Should I hang up and call back? Or just wait for this sudden non-connection to reverse itself? I decide to wait, for even in an industry mature enough for mergers and bankruptcies, service remains uncertain. Sure enough, the signal returns, and we finish our chat.

It is strange to be talking companionably and then to have one disappear. It shouldn’t be strange, I suppose, because lost connections are a staple of human life. A marriage is strong one day, and then the tie gets frayed, as something _ crisis, self-doubt, change, illness _ sends one partner spinning beyond reach.
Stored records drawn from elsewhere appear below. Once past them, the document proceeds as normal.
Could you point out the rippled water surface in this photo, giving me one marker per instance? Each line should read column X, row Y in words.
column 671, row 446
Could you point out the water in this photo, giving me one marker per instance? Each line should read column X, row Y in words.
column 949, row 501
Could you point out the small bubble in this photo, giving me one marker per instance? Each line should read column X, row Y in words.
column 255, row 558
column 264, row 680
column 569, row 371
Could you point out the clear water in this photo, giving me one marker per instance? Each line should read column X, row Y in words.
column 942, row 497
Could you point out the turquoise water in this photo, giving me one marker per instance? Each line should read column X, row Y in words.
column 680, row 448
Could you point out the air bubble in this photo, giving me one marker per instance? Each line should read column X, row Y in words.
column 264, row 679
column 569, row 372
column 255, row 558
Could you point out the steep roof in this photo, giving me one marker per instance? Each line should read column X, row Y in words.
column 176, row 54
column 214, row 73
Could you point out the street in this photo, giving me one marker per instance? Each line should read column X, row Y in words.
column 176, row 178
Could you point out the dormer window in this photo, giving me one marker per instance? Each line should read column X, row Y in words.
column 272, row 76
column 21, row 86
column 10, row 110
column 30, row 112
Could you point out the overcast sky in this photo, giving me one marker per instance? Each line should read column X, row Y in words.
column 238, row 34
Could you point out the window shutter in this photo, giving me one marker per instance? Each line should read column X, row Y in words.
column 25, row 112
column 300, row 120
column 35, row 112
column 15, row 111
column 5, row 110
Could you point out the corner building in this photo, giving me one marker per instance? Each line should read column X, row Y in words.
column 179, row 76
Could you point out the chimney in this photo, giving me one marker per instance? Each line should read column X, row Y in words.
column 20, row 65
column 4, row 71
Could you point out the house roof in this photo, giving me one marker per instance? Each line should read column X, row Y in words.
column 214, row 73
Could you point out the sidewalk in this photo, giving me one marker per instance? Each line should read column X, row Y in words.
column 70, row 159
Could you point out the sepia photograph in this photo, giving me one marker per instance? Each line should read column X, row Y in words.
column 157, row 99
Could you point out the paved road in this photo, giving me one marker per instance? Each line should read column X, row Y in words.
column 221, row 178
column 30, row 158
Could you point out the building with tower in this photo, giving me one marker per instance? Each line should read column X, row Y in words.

Friendships suddenly collapse, or work relationships go sour, and suddenly we are sitting together but not connecting.

It might be a common occurrence, but it is still strange and saddening. Like the crowd coming to Jesus, eager for guidance but unable to ask anything deeper than an inane question _ “Rabbi, when did you come here?” _ we lose easygoing familiarity and find ourselves asking awkward questions that don’t address our real need but are the best we can do.

How many couples start arguing about money or children, when what they really want is to reconnect their lives? How many gangly adolescents turn to smoldering silence, when their hearts cry out for hugs and reassurance? How many work colleagues deal with stress by turning against each other, firing off angry e-mails, sacrificing friendship in order to regain lost equilibrium?

So common, so tragic. Here was a crowd looking for Jesus. Their needs were deep. But when they found him, the best they could manage was a question about his arrival time. Their real heart-quest remained unspoken: Why did you leave us? Who are you, that you could cross this sea without a boat? But they couldn’t ask deeply, so they asked shallowly.

The world tends to latch onto our shallowness. Politicians pursue votes by playing to our superficial fears and yearnings. Merchants sell product by tapping the shallow forms that our anxieties take, as if fear of aging meant wrinkle-removal, as if loneliness required even more television, as if self-loathing were a diet opportunity, as if serenity lay inside a bottle or identity inside an automobile.


Religion has built its franchise on shallow answers to deep questions, as if ceremony conquered angst, as if strategic Scripture citations explained creation’s ambiguity, as if law could restore lost love, as if a self-righteous argument about doctrine could undo the disconnect between humanity and God, or, as is happening this week in the Episcopal Church’s General Convention, as if several thousand conventioneers could spend millions of dollars to bicker about sex and thereby contribute one thing to salvation.

I doubt that we can rescue ourselves, no matter how many arguers stand before microphones to blister opponents with carefully harvested Scriptures. For the superficial seems safe, and raging about things that Jesus didn’t address, like sex, enables us to avoid what he did address, namely, wealth and self-sacrifice. Scapegoating the enemy feels better than examining oneself. Voicing right opinion feels better than listening to God. Better to drop a connection than to look behind one’s hubris and there to find one’s deeper yearnings.

What Jesus did was to cut through the inane. He ignored the crowd’s silly question, he looked past the shallow quest _ more bread, please _ and he pointed them to “signs,” to manifestations of his grace. This is what you must seek, he said, not the morning manna or ceremonial wafer, but “food that endures for eternal life.”

Faith invites God to lead us beyond our ceremonies, our legalism, our self-righteous bickering and our shallow prayers, to see our deepest hungers, and to redirect our yearnings toward food that will last. Otherwise, we will keep doing what we are doing: hiding from God, losing connection with each other, and taking the shallow as normal, as all there ever can be.